Dans « l’Ethique protestante et l’esprit du capitalisme », Max Weber rappelle combien le calvinisme a été « l’instigateur » de l’esprit du capitalisme : une piété intériorisée féconderait cet esprit, à l’opposé d’un sentiment religieux gouverné par des interdictions et des hiérarchies trop pesantes.
Sans doute aussi attache-t-on aux protestants cette idée, si moderne, que le devoir s’accomplit dans l’exercice d’un métier. Cette éthique différencie notre capitalisme occidental de ses avatars chinois ou babyloniens. Ainsi Benjamin Franklin rappelle-t-il que l’honnêteté est utile parce qu’elle assure le crédit, comme la ponctualité, l’application au travail, la frugalité…
Je voudrais enfin souligner trois caractéristiques fondamentales du protestantisme qui signent votre engagement dans les débats contemporains :
– il y a d’abord le progressisme : c’est si vrai que chez les catholiques, être « progressiste » il y a 20 ans ou 30 ans, c’était verser dans le protestantisme. L’Eglise réformée s’inscrit dans le mouvement : « ecclesia reformata, semper reformanda » !
– Il y a la tolérance, ou l’œcuménisme, qui est aussi chez vous, une vraie contribution à la paix entre les peuples.
– Il y a enfin la contestation des hiérarchies quand elles ne sont pas légitimes, et la volonté de faire prévaloir, au-delà des enjeux religieux, l’individu, la responsabilité et l’initiative.
En rappelant ces valeurs qui ordonnent votre spiritualité, j’ai bien le sentiment de retrouver celles qui ont façonné notre ville de Mazamet et le regret de constater, parfois, qu’elles n’ont pas rencontré le succès qu’elles méritaient dans la société française.
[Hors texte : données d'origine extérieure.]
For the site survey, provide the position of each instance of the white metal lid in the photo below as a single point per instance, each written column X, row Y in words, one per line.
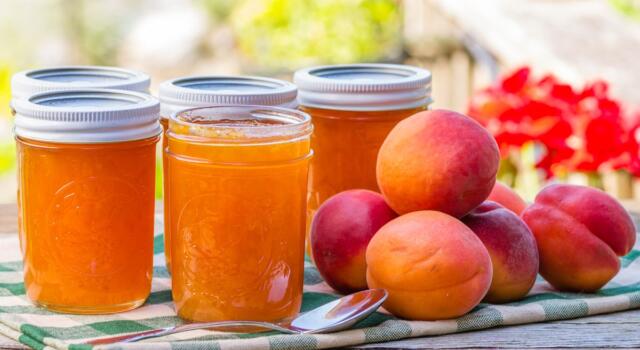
column 27, row 83
column 87, row 116
column 201, row 91
column 364, row 87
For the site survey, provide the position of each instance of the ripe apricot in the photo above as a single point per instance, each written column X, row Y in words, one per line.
column 340, row 231
column 433, row 266
column 437, row 160
column 580, row 232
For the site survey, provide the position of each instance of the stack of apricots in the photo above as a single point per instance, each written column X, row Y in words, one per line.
column 443, row 235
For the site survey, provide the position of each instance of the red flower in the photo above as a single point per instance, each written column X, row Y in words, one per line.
column 580, row 130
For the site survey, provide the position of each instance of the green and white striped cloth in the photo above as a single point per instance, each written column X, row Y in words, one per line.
column 40, row 329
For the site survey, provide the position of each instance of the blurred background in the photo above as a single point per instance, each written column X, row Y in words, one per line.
column 553, row 80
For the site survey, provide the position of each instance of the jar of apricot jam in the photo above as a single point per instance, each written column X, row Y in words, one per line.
column 353, row 109
column 238, row 184
column 86, row 167
column 202, row 91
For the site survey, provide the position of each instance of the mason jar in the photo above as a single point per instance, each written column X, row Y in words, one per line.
column 86, row 177
column 354, row 107
column 237, row 211
column 200, row 91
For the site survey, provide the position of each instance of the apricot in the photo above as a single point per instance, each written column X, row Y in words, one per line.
column 340, row 232
column 512, row 247
column 437, row 160
column 580, row 232
column 433, row 266
column 508, row 198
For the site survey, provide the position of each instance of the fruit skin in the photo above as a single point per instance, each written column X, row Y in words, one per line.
column 505, row 196
column 433, row 266
column 580, row 231
column 512, row 247
column 437, row 160
column 340, row 232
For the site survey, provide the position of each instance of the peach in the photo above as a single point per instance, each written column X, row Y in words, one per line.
column 340, row 231
column 437, row 160
column 580, row 231
column 512, row 247
column 508, row 198
column 433, row 266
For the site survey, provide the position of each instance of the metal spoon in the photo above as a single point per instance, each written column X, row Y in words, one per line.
column 337, row 315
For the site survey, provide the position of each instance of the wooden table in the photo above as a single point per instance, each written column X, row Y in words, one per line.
column 619, row 330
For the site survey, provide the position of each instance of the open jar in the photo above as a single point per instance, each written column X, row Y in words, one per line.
column 238, row 184
column 201, row 91
column 86, row 176
column 353, row 108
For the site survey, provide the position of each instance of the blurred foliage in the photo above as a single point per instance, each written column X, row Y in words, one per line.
column 286, row 34
column 218, row 9
column 5, row 89
column 630, row 8
column 96, row 37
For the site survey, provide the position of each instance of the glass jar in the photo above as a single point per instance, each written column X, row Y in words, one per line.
column 353, row 109
column 86, row 171
column 238, row 184
column 201, row 91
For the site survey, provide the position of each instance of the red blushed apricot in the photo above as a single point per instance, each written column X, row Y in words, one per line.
column 340, row 231
column 580, row 232
column 512, row 248
column 432, row 265
column 506, row 197
column 437, row 160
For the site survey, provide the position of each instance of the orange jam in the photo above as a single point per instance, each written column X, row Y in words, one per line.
column 202, row 91
column 346, row 146
column 86, row 199
column 237, row 204
column 354, row 106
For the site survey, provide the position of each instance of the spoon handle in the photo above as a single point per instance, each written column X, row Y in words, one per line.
column 153, row 333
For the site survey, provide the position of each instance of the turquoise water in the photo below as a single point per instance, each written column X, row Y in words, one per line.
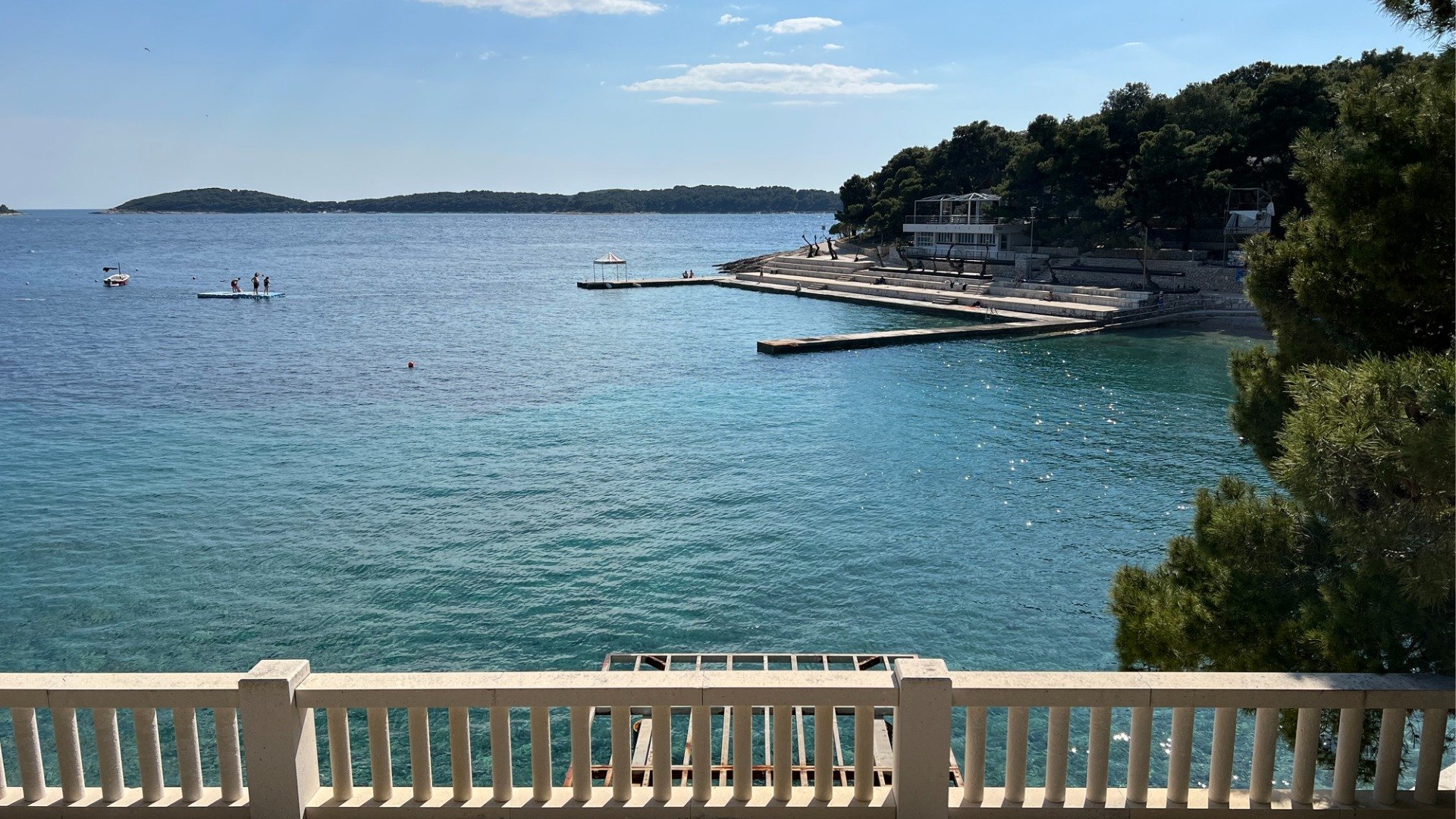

Prononçant ces mots, moi qui suis issu d’une famille catholique mais d’origine protestante – (ma maison, située non loin de Castres, fut un refuge pour les protestants persécutés dans la région, après la révocation de l’Edit de Nantes), je ne forme pas le vœu que mon pays soit moins catholique : mais qu’il soit simplement un peu plus protestant !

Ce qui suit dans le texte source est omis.